Durante esta época, los machos muestran también su característica “barba”: unas plumas largas y rígidas que brotan de la base de la mandíbula inferior. Estos “barbones”, como se les llama, protagonizan a veces intensas luchas por la dominancia, empujándose pecho con pecho como si de luchadores de sumo se tratara. Las hembras, más pequeñas y discretas, observan atentamente antes de elegir con quién reproducirse.

Una vez realizada la cópula, el macho se desentiende por completo. Es la hembra la que construye un nido muy sencillo en el suelo, donde deposita dos o tres huevos. Estos serán incubados durante tres a cuatro semanas, y los pollos, nada más nacer, ya pueden seguir a su madre en busca de alimento. La cría queda exclusivamente a cargo de la hembra, lo que aumenta su vulnerabilidad frente a depredadores, labores agrícolas o molestias humanas.

La avutarda es una especie extremadamente sensible y esquiva. Si una hembra percibe perturbación cerca del nido, puede abandonarlo. Por eso es fundamental que los observadores mantengan distancia y respeto, especialmente durante la época de cría.

Una vida larga, pero llena de desafíos

Los jóvenes crecen rápidamente, aunque dependen de su madre durante más de seis meses. Las hembras alcanzan la madurez sexual a los tres o cuatro años, mientras que los machos necesitan hasta seis años para poder competir en el lek. Curiosamente, las hembras tienden a permanecer cerca del lugar donde nacieron, mientras que los machos suelen dispersarse hacia otros territorios.

En cuanto a la dieta, la avutarda es omnívora. Se alimenta principalmente de vegetales, semillas, legumbres e invertebrados, aunque en primavera y verano incorpora a su dieta grandes cantidades de saltamontes, grillos y escarabajos. También puede llegar a consumir pequeños vertebrados como lagartijas o roedores, lo que demuestra su gran capacidad de adaptación.
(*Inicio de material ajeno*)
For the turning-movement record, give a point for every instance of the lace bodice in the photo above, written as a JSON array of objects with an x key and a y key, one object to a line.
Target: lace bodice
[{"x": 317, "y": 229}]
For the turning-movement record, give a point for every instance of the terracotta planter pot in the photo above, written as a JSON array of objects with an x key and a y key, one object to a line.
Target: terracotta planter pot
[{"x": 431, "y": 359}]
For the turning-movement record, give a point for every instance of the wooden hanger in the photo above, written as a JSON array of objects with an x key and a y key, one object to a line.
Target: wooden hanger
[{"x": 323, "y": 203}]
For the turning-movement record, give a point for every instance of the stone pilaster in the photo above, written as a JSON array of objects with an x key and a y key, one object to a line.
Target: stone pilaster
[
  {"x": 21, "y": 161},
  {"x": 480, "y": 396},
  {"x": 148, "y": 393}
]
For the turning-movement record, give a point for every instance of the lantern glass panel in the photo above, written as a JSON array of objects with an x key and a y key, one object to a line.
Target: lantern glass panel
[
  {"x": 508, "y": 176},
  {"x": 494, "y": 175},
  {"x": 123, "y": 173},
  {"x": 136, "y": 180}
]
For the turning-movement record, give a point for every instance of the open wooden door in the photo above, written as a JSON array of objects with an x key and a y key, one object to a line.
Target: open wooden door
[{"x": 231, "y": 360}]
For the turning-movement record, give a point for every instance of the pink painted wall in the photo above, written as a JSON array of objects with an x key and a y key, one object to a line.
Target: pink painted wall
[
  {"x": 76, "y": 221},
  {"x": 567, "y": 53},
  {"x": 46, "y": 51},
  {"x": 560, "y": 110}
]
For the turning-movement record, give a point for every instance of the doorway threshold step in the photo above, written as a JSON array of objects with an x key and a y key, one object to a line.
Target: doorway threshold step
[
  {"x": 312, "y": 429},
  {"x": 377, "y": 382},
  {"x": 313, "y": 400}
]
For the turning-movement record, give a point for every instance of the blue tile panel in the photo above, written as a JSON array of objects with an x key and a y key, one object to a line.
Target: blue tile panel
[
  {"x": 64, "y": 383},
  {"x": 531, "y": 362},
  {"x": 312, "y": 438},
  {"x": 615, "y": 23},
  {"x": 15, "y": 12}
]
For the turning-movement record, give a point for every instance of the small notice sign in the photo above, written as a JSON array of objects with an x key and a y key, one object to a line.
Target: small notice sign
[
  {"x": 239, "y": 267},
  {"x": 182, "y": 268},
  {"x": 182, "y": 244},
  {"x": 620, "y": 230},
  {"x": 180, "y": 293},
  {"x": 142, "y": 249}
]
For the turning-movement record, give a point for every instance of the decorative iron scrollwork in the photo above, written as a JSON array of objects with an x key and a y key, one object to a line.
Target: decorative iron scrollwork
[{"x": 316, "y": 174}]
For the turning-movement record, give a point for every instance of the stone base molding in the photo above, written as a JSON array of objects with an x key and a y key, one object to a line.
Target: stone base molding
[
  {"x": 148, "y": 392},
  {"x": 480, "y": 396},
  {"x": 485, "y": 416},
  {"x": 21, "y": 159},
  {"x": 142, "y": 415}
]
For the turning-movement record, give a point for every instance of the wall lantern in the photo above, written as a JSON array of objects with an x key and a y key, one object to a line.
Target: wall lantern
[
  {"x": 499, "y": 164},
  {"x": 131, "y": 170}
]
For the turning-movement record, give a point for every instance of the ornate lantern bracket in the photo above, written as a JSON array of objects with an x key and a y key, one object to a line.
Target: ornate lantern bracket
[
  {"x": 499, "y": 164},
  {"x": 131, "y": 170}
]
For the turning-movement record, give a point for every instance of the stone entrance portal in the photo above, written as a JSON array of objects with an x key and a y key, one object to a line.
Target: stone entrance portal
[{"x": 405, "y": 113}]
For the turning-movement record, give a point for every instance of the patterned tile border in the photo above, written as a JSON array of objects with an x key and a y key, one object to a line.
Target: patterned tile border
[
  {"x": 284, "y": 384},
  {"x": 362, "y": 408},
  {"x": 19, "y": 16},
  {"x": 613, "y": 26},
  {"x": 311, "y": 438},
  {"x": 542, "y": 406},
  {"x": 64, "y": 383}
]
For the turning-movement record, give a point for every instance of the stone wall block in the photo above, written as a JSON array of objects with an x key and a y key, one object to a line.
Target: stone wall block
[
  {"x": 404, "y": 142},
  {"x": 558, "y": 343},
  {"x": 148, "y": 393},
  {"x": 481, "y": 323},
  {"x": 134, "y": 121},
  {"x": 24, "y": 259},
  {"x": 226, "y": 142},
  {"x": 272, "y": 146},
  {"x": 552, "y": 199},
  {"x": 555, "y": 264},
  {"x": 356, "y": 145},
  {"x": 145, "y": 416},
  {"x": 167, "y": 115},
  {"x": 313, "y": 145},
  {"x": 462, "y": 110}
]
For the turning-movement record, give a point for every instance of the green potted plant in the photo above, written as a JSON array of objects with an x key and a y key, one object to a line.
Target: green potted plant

Curiosidades de una reina alada

  • En el yacimiento orientalizante de Cancho Roano (Zalamea de la Serena), se han hallado restos que indican el consumo ritual o alimenticio de avutardas ya entre los siglos VI-IV a.C.

  • Durante la Guerra Civil, los pastores comparaban a las avionetas que lanzaban bombas con las avutardas, por la forma pesada y poderosa de su vuelo.

  • Su cortejo ha sido descrito como uno de los más espectaculares del mundo de las aves, y algunos machos han llegado a atacar personas al sentirse amenazados durante la época de celo.


Una joya que debemos conservar

Las avutardas son mucho más que una rareza o un atractivo turístico. Son testigos vivientes de los ecosistemas agrarios tradicionales, y su supervivencia está ligada a la forma en que cuidamos el paisaje. En Cabeza del Buey aún tenemos el privilegio de convivir con ellas y de poder observarlas en libertad, en silencio, y con respeto. Si las cuidamos, seguirán siendo, por muchos años más, las auténticas reinas de La Serena.